By Charles Tang
When Susan Vasquez, 24, graduates from her bachelor of nursing program at Humber College in 2017, she will be carrying a student debt of about $80,000.
Although an average salary for a newly graduated nurse in Ontario can reach about $60,000, Vasquez is unsure if she will be able to pay off her debt within her first two years of working.
“I don’t know if I’m able to pay the whole thing, and with interest after the first few months, it will only come up to more.”
As well as food, transportation, and rent, Vasqhas two children to care for. With almost six out of 10 post-secondary students in Canada taking on loans to pay for school, there are many facing difficulties similar to Vasquez’s.
According to a recent Statistics Canada survey, total student debt in Canada increased 24.4 per cent from 2005 to 2012, reaching $28.3 billion in total, or an average of $27,000 per student. Also, tuitions across the nation are rising, at a rate much faster than the inflation. With heavy debt, students like Vasquez are holding off on some milestones in life, such as buying a house, or getting married.
A TD-Canada Trust survey said 40 per cent of students would not buy a house, while 36 per cent said they would not be starting a family. Meanwhile, 18 per cent of those surveyed said they would not move out from their parent’s house until all debts are paid.
“If I don’t have to pay off my debt, I would probably buy a small apartment after working for a few years,” Vasquez said, “but it would not be possible before I first pay them off.”
Meanwhile, student associations are putting pressure on the government to help.

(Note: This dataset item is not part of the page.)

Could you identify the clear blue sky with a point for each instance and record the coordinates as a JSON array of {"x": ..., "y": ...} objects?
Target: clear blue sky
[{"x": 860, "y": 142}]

Brandon Sloan, director of communication for the Ontario Undergraduate Student Alliance, said he recognized that huge student debts have long-lasting impact on student life. To address this, the alliance is asking the government to put greater investments into non-repayable financial assistance, such as the Ontario Tuition Grant, which reduces some students’ tuition by 30 per cent.
“We think the government should expand the eligibility of the OTG, to students who are more than four years after finishing high school, aboriginal students and students with dependents, and to expand that reduction to 35 per cent,” Sloan said.
Tyler Epp, director of advocacy, said the alliance is actively negotiating with the government to reduce the cost of education. The group has successfully lobbied to limit the allowable rate of tuition increases to 3 per cent from 5 per cent.
“We are asking to freeze the tuition rate to make it more affordable,” he said.
Despite the difficulties facing recent graduates, Jordann Brown, a blogger behind my-alternate-life.com, a personal finance blog, said it is possible to pay off loans. Within two years of graduation, she paid off her student loan of more than $40,000.
For current students, Brown advised taking as few loans as possible. “A lot of students…take more than what they need. If you take out less, you would spend less money, and it would be easier to pay it back,” she said.
“Once you graduate, start working right away, even if you don’t get your ideal job yet. And in the meantime, still live like a student,” Brown said. “I try to reduce my expenses as much as I can. For example, I moved away from the city to the rural area, and paid less on haircuts.” Brown added she got married on a modest $5000 budget.
“Remember every dollar counts, even if you have only $10 or $15 extra, make a little payment. I paid a lot of these small payments,” she said. Brown also set a goal at the beginning to pay at least $1000 a month. “I couldn’t do that at first, but by the second year, I paid about $1500 a month toward the repayment,” she said.
To earn that money, she blogged and took other freelance jobs on top of working full-time. Brown suggests looking for government assistance as well. For example, she applied and received government relief for about $2000 after fulfilling several requirements, like finishing her degree on time.